So apparently, Sept. 22 was Fall Prevention Awareness Day, a relatively recent date that has only been observed nine times so far. That is still no excuse for tardiness, especially since the CDC has released findings that show falls are the leading cause of death-by-injury among older American adults.
As the agency noted, older adults in the United States experience a fall roughly once every second. In 2014 alone, older Americans suffered 29 million falls. By themselves, this resulted in seven million injuries, roughly 27,000 deaths, and incurred healthcare costs estimated at $31 billion.
Even if a fall does not kill, it can often signal the end of an independent lifestyle due to fractures or other injuries. Aging people are more prone to chronic health issues that can cause, exacerbate, or be exacerbated by a fall or any immobility or rehab that comes afterwards. Unfortunately, the CDC has predicted that the number of falls is only going to rise in the coming years. The reason for this is simple: the graying population is seeing over 10,000 Americans turning 65 every day.
Since preventative measures are so important for falls, the CDC has created the Stopping Elderly Accidents, Deaths, and Injuries (STEADI) initiative. The aim of the program is to make fall prevention routine among healthcare providers. STEADI is based on clinical guidelines and offers resources for caregivers, patients, and healthcare workers alike. For example, the CDC suggests healthcare providers begin with three simple steps that can be added to any office visit:
- Ask the patient if they have fallen in the past year, feel unsteady, or worry about falling
- Review medications and consider stopping, switching, or adjusting dosages of those known to increase fall risk
- Recommend vitamin D supplements
For older adults themselves, the following are some of the fall prevention strategies the CDC suggests:
- Talk to your healthcare provider about fall prevention and tell them if you have experienced a recent fall (about 50% of those who fall don’t tell their doctor)

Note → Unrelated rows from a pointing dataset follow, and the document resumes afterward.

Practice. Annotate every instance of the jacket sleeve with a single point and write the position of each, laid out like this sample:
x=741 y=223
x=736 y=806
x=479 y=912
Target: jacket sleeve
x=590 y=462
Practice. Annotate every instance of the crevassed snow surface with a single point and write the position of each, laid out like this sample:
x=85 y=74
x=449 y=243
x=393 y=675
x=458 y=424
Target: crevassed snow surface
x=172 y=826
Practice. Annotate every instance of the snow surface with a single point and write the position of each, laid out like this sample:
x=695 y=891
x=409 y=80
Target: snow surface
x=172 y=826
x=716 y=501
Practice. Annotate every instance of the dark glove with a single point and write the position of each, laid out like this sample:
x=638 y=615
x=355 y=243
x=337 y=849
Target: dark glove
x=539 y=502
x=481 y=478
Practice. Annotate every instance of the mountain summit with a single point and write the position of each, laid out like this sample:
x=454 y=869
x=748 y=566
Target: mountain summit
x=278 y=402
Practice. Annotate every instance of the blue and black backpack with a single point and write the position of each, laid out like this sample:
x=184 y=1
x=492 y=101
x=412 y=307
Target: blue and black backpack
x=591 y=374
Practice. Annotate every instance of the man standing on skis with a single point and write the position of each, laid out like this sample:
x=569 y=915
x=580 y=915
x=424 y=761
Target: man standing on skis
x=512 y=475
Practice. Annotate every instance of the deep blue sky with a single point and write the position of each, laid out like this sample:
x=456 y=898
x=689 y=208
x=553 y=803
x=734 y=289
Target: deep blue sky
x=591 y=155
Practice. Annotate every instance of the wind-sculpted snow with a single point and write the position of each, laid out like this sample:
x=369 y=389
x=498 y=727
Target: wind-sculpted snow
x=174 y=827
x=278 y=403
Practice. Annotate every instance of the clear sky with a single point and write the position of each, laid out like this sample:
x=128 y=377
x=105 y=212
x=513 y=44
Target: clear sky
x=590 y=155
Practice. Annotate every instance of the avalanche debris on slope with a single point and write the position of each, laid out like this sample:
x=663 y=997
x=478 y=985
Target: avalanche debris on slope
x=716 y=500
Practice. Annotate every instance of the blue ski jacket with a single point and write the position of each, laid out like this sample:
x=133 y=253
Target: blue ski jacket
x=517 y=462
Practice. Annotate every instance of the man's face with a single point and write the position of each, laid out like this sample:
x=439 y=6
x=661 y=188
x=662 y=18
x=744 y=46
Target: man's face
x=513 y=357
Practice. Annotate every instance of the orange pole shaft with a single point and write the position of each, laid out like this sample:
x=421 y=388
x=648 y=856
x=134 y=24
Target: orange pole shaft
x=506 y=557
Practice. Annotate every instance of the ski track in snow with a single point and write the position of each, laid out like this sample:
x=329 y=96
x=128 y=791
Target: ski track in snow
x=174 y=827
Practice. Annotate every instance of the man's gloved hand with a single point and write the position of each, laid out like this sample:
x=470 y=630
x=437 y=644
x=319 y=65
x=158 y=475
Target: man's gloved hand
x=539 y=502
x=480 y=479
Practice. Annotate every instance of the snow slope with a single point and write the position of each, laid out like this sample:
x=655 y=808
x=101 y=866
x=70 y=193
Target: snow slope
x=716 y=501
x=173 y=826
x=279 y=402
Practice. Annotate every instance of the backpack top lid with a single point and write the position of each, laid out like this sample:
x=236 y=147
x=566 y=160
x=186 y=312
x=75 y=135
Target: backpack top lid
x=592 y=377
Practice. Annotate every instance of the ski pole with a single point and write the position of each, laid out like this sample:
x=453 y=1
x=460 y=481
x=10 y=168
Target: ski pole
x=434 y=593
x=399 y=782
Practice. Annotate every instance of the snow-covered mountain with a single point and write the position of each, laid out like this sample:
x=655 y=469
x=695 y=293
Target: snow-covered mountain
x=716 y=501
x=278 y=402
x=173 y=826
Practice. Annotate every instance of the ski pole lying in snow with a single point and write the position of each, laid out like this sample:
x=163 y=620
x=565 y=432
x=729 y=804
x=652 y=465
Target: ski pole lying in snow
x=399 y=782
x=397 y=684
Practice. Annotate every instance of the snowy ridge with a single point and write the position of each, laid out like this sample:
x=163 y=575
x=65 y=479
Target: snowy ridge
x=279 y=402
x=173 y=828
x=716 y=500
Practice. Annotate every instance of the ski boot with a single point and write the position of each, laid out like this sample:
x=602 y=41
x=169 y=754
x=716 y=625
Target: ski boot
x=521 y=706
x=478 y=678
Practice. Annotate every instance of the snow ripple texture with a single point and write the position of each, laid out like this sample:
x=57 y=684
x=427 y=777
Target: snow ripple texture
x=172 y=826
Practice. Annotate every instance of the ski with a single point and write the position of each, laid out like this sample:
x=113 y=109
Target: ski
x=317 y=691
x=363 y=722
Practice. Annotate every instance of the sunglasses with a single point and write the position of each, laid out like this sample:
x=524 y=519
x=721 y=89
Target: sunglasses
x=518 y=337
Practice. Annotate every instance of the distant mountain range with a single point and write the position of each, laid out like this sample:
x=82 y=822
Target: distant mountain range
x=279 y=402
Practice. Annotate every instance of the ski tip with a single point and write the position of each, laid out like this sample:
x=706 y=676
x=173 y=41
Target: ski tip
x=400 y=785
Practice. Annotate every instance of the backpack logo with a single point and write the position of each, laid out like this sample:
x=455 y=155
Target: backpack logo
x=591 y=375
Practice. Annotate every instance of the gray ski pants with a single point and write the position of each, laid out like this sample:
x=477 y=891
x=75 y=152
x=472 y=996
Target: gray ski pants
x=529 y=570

- Talk to your doctor or pharmacist about medications that may make you more likely to fall
- Have your eyes checked once per year and update eyeglasses as needed
- Participate in evidence-based programs (the CDC suggests Tai Chi) that can improve balance or strengthen legs
- Remove fall hazards within the home
More in-depth information about the STEADI initiative can be found here.
“Falls are a leading cause of injury and death in older Americans,” CDC web site, September 22, 2016; https://www.cdc.gov/media/releases/2016/p0922-older-adult-falls.html, last accessed September 23, 2016.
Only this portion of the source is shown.